Can Sachin, Ponting overcome form slump & end on a high?

Can Sachin, Ponting overcome form slump & end on a high?

Sachin Tendulkar and Ricky Ponting are two of a kind having played 192 and 167 Tests respectively till the end of the Mumbai and Adelaide Tests. One is 39 years old and the other 37. Both legends. Walking into the twilight of their careers.

They charted their career with mind-blowing performances. They top the all-time batting records with 51 and 41 Test centuries. They bring tons of experience and an Everest of runs. Tendulkar has scored 15,562 runs while Ponting has 13,366 runs in Tests, leave alone their runs and centuries in one-day cricket.

They have been entertaining and have destroyed all attacks in the world in the last two decades to leave their mark as the game’s greatest batsmen.

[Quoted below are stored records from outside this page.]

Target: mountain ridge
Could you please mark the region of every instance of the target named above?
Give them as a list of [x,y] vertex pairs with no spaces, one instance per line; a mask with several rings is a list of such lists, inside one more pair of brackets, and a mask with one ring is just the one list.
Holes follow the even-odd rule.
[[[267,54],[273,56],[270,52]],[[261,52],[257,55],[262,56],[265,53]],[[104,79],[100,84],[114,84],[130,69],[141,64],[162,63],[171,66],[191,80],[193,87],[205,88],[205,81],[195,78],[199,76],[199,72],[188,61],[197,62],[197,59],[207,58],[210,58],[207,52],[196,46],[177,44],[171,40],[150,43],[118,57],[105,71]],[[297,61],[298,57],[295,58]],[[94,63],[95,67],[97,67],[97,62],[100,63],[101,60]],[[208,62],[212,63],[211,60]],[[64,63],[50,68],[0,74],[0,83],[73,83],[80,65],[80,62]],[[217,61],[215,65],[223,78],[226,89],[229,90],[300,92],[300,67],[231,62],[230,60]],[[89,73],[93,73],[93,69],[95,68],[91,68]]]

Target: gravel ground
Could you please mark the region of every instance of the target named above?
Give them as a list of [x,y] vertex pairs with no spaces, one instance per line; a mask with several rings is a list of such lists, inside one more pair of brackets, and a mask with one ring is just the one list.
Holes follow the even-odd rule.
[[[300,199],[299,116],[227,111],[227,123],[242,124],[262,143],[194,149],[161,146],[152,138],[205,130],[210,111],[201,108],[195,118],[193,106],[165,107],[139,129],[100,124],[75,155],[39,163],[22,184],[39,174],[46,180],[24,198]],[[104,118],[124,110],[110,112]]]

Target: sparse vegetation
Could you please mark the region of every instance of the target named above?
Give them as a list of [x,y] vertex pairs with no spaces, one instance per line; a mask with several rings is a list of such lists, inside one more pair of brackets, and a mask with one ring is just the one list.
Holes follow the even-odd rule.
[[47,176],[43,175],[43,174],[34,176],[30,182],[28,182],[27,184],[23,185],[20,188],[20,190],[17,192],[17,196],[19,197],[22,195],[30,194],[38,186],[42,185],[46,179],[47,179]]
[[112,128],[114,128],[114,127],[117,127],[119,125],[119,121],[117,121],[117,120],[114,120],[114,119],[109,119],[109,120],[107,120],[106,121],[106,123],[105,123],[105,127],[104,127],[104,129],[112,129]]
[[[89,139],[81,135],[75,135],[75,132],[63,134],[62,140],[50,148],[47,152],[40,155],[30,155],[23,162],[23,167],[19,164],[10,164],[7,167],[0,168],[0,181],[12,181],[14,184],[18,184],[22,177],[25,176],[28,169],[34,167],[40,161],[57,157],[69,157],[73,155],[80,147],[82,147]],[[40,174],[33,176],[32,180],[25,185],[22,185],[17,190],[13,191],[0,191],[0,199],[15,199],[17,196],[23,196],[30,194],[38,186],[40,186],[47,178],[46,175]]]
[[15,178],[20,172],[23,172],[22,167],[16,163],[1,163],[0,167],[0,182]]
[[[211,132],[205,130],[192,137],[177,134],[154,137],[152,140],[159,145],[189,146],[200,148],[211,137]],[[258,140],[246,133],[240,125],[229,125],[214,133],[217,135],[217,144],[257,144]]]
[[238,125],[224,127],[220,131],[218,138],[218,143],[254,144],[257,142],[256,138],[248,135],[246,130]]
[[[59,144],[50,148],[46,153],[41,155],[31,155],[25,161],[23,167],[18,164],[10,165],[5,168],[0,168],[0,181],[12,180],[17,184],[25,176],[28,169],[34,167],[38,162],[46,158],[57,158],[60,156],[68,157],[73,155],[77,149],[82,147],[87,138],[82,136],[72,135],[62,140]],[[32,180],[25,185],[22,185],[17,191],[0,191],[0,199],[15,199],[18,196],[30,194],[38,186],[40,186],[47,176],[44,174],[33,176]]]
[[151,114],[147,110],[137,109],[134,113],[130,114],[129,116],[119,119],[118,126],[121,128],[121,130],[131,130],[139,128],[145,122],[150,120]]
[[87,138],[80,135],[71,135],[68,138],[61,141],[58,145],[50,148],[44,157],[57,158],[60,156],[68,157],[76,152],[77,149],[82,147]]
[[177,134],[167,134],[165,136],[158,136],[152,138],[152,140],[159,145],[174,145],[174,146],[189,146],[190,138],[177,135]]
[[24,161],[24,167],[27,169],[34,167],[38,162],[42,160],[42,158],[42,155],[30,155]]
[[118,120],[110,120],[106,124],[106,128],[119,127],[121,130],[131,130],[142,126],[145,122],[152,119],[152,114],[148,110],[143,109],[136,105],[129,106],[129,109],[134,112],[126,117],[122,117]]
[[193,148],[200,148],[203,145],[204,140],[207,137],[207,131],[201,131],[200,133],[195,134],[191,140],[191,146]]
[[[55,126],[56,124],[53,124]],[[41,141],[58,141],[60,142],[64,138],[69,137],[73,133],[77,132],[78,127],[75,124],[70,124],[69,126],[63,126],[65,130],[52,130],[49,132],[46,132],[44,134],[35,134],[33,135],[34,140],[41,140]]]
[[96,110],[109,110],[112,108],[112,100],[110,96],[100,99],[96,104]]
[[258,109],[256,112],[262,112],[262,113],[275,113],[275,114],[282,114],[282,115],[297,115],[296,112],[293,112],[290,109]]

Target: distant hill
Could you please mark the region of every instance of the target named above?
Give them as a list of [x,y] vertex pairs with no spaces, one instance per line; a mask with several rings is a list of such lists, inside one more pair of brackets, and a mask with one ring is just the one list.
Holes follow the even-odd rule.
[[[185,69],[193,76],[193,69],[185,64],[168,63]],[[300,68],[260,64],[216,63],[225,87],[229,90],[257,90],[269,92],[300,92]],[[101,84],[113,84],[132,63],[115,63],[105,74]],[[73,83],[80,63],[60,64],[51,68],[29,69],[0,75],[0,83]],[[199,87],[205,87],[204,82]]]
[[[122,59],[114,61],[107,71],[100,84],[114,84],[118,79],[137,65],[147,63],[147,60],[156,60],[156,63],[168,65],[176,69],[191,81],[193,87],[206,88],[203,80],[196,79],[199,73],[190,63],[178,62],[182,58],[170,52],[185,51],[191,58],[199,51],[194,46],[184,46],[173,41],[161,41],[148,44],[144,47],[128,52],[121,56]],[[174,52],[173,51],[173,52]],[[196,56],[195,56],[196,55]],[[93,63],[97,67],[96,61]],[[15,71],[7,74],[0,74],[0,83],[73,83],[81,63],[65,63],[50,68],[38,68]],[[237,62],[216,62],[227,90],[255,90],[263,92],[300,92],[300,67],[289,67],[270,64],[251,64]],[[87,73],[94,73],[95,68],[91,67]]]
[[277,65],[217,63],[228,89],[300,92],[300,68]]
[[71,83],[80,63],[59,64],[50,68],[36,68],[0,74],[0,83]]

Ironically, the two are shaky, uncertain and teetering on the brink. Tendulkar and Ponting, so accustomed to be in the limelight and be among runs, are a poor shadow of the past. Take the case of Tendulkar’s last ten innings which have been astonishingly low. The sequence being: 8, 25, 13, 19, 17, 27, 13, dnb, 8, 8.

This is one of the poorest runs since 2004. That time he was affected by tennis elbow but came back strongly to make a strong statement with the bat. It sadly reflects the decline of Brand Tendulkar. His defence has been breached at an alarming rate — five times bowled and twice leg-before. The last big innings came in 2011 when he was on a high, slamming 146 against a strong South Africa attack at Cape Town.

The magic has waned although the maestro has said he has plenty of cricket still left in him.  Tendulkar, who has completed 23 years of cricket, struggled against the left-arm spin of Monty Panesar in the Mumbai Test. In both the innings, he was beaten by flight, turn and bounce and was out bowled and LBW. A few years ago, he would have smashed the bowlers, trusting his defence and his strokeplay. Sadly, these days, the body is perhaps not willing to take the hard grind.

Thus comes the question. Is Tendulkar  given a long rope even as Rahul Dravid and VVS Laxman, the other legends of the game, were not given the same run? Are selectors lenient towards him? But trust Tendulkar he would not like to go this way. Yesterday after India’s loss, Tendulkar went to the nets and batted for a long session against left-arm spinner Pragyan Ojha. He is eager. The seriousness and the intent are there but will there be any other fairytale return to form and then quit the game the way he wants.

Mahendra Singh Dhoni was candid not to speculate on Tendulkar’s last game or retirement. “When it comes to Sachin, the best thing is not to speculate. He may come and play few more Test matches. Let us wait and watch. Enjoy the cricket the way he plays,” he said.

Ponting, too, is trotting on the similar path of Tendulkar. The former Australian captain was bowled in his last two innings at Adelaide, raising question marks of his future. The last ten innings read: 60 n.o., 4, 14, 7, 41, 23, 57, 0, 4, 16. However, Ponting’s last big innings was 221 against India in January this year at Adelaide.

Australian captain Michael Clarke, like Dhoni, has also come in support of his beleaguered teammate. “The one thing we need to keep in mind, he was the leading run-scorer in Shield cricket leading up to this summer. So he’s batting well.

“We could all get out early in our innings. Every single one of us, the start of your innings is the toughest time to bat, especially when you’re facing the best attack in the world,” he said.

The national selectors of the both countries would surely talk with the legends and set their agenda. But the question still lingers. Is it time up for the two legends?

Realistically speaking, it is their call to call it quits or not. But as the sun sets on their illustrious careers they should be given their chance to end in a blaze of glory.